My first opportunity to see the connection between handcraft and new technology was in the summer of 1999. I remember the moment clearly because, in retrospect, my perception of what was possible was so far off the mark.
I was standing on the deck by the main office of the Haystack Mountain School of Crafts in Deer Isle, Maine, and had just been introduced to Mitchel Resnick, who was visiting the island. Resnick is a professor and head of the Lifelong Kindergarten Group of the Media Lab at MIT. As soon as I heard “MIT,” my response was that an intensive craft workshop program and one of the nation’s preeminent technology centers didn’t have much in common. Although we were still in a pre-smartphone era, it was clear that digital technology had already begun making rapid advances in our culture. For me, Haystack—where we emphasized the process of discovery through working with materials—was an antidote to technological changes that were replacing human touch.

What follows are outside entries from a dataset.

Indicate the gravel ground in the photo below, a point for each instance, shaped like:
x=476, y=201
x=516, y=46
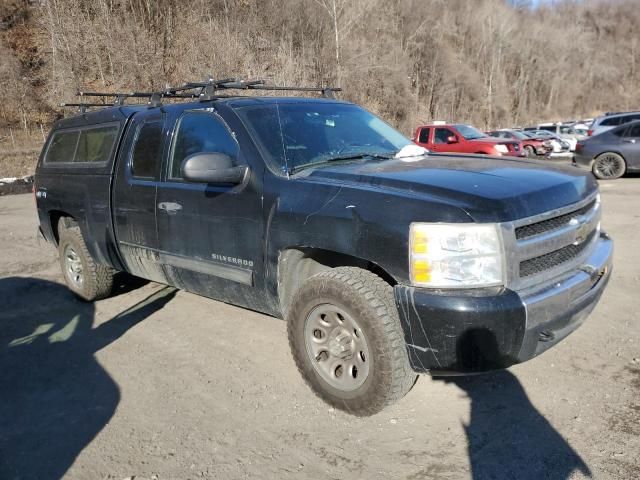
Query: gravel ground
x=158, y=384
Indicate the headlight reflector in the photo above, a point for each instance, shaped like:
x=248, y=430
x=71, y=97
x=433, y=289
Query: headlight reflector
x=455, y=255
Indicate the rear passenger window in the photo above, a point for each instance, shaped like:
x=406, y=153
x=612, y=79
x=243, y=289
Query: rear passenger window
x=62, y=147
x=147, y=151
x=200, y=133
x=96, y=144
x=610, y=122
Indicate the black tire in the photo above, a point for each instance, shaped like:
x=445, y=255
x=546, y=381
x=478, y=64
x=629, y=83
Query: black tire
x=368, y=301
x=609, y=166
x=529, y=151
x=96, y=281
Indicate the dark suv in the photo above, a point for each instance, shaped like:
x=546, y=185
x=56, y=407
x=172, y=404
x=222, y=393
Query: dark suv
x=609, y=155
x=385, y=260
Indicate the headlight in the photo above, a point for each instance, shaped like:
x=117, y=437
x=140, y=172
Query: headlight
x=455, y=255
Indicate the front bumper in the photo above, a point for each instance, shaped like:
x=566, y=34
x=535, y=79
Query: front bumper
x=459, y=333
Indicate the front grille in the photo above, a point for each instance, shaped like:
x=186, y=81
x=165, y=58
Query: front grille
x=553, y=259
x=527, y=231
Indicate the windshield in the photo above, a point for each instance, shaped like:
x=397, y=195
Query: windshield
x=469, y=132
x=306, y=134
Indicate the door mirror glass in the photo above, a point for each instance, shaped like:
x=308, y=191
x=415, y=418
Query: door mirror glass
x=216, y=168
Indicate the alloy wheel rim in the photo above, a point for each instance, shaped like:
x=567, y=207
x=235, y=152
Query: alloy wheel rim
x=337, y=347
x=608, y=166
x=73, y=265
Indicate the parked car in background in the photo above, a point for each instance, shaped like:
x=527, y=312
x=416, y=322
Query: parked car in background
x=531, y=146
x=559, y=144
x=611, y=154
x=610, y=121
x=460, y=138
x=564, y=130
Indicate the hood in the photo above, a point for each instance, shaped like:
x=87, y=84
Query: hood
x=487, y=189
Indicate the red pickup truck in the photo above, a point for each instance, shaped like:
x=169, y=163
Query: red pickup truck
x=444, y=137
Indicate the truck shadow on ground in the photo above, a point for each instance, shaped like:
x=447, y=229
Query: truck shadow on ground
x=55, y=396
x=507, y=436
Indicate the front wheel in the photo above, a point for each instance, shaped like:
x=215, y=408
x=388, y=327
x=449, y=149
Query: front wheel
x=347, y=341
x=609, y=166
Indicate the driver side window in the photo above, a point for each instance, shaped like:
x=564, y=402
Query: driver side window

I commented to Resnick that our institutions were pretty far apart in how we looked at the world. He said that he thought we actually had a lot in common. I was skeptical. MIT represented the latest technology, all wired intensity driving technological innovation in the heart of Cambridge; Haystack, designed by Edward Larrabee Barnes and built in 1960 on a spectacular sloping site overlooking Jericho Bay, was a place of retreat, where time seemed to slow down as makers experimented with clay, glass, metals, textiles, wood, and other materials. This doesn’t mean that Haystack wasn’t contemporary. Francis Merritt, its founding director, was an innovative programmer who brought in craftspeople from Asia, Africa, and Europe and partnered with makers from other fields—including visionary architect Paolo Soleri at Arcosanti. But all our work had been connected with what we perceived as what made us human, and that centered on an intimate relationship between maker and material.
Still, I realized that Haystack should begin to examine this uneasy relationship between the analog and digital worlds and initiated conversations with Resnick and others at MIT about a symposium that would bring the two together.
In 2002, Digital Dialogues: Technology and the Hand, convened 60 or so makers, thinkers, designers, and educators for lectures and hands-on activities. Half the group was selected by Haystack, the other half, by MIT. In each of our six studios, we created impromptu labs and selected one craft representative and one new technology representative to develop projects together.
It was a bit overwhelming to see the arrival of the MIT contingent—loaded down with computers. It felt like two mismatched families gathering for a wedding or a visiting sports team from a much bigger school coming to play.
In our blacksmithing shop we paired MacArthur Award–winning blacksmith and sculptor Tom Joyce with Justine Cassell, at the time a professor in the Gesture and Narrative Language Group at the Media Lab. They decided to make a vessel in forged steel that would “tell” the story of its own making by placing sensors in the finished vessel. This involved recording audio and video during the making of the piece. I visited the studio late one evening. Joyce and others were working at the glowing red coal fires while grad students from MIT were working in the cool blue light of their laptops, creating the computer program needed for the project. It was at that moment that I made a connection to humans as inventors and makers—beginning with the mythic fires of the forge and continuing on to a digital world. What connected our two groups were ingenuity and a relationship with materials—a human story that is ancient and new at the same time.